The most common factual queries seek translations. You can get translations by specifying an expression and the language variety you want it to be translated into. The translation inference and fuzzy matching offered by PanLem are features based on simple algorithms not claiming to represent state-of-the-art methods. Some reasonably desirable operations are beyond PanLem and require access to the database through a PostgreSQL client (generally psql). The PanLex API is an alternative interface with which you can obtain facts from the database.

Automated localization

What you see

You can choose to interact with PanLem in more than 500 different language varieties.
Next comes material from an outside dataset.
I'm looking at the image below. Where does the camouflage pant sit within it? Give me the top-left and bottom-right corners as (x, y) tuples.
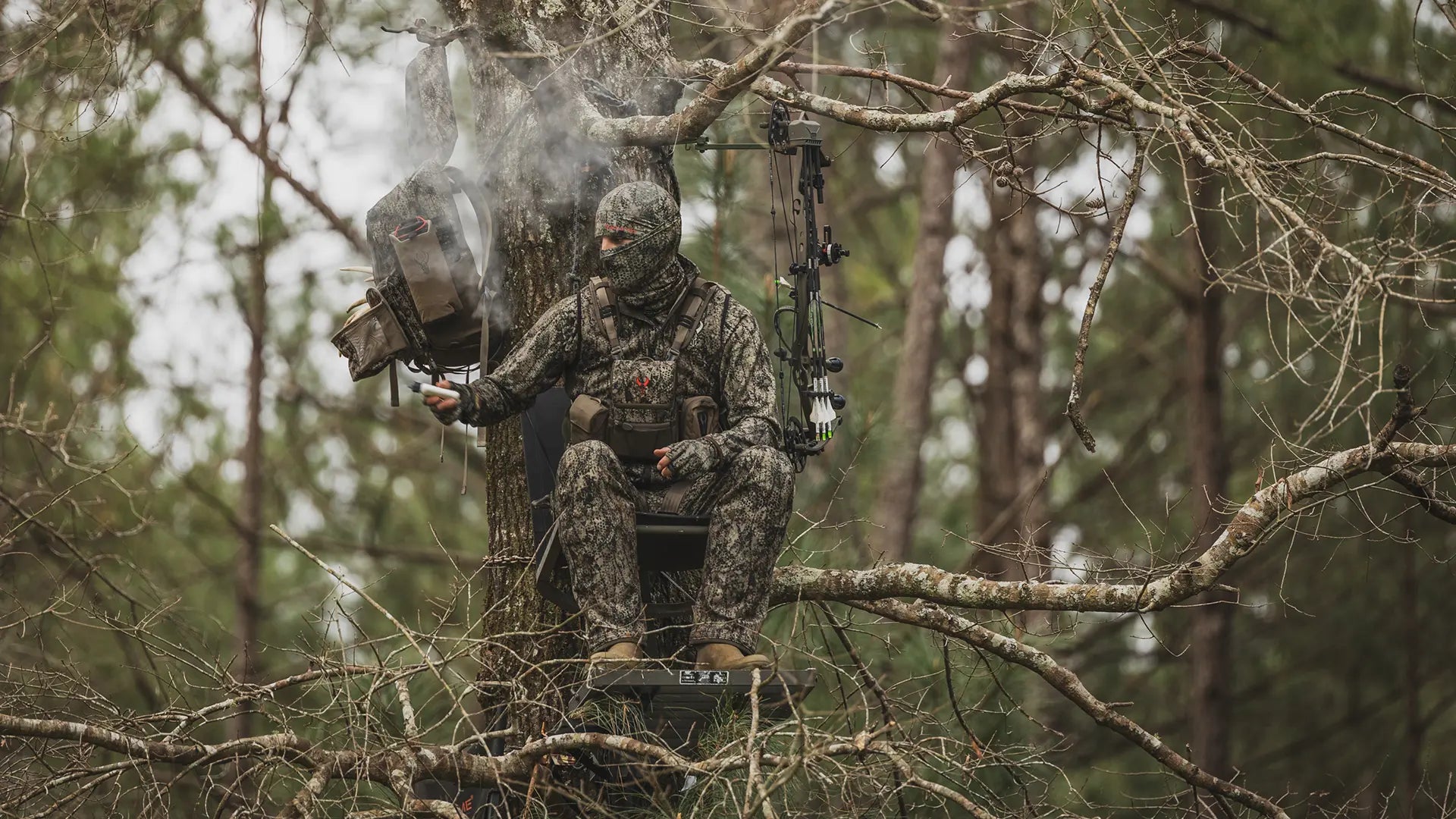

Why only 500 rather than 11,000? Because PanLex doesn’t yet have enough data to make the interface work well in any of the others. As we add data to PanLex, every few days another language variety gets added to the list.

When you start a session with PanLem, it lists the available language varieties and you choose one.

How it works

In order to automatically localize the interface, we make PanLem communicate lematically. Specifically, every message or label displayed by PanLem is a sequence of 1 or more expression texts. Expression texts in PanLex are all, in principle, lemmas, so this kind of communication is called lemmatic. For example, rather than saying “Count of denotations”, PanLem says (if you are using English) “denotation—count”.

There are a little more than 100 concepts expressed by the expressions in PanLem’s messages and labels. To make programming easier, we have created a concepticon (i.e. a closed artificial language variety), called “PanLem”, that contains one expression for each of those concepts. These PanLem expressions appear in PanLem’s code. Localizing the interface means translating each PanLem expression into the user’s language variety.

Before we include a language variety in the list offered to PanLem users, we require it to have expressions for at least 50 of the concepts. Specifically, a function that runs periodically needs to be able to translate at least 50 of the PanLem expressions into the other language variety. The function tries to find distance-1 translations, and when it can’t then it resorts to distance-2 translations.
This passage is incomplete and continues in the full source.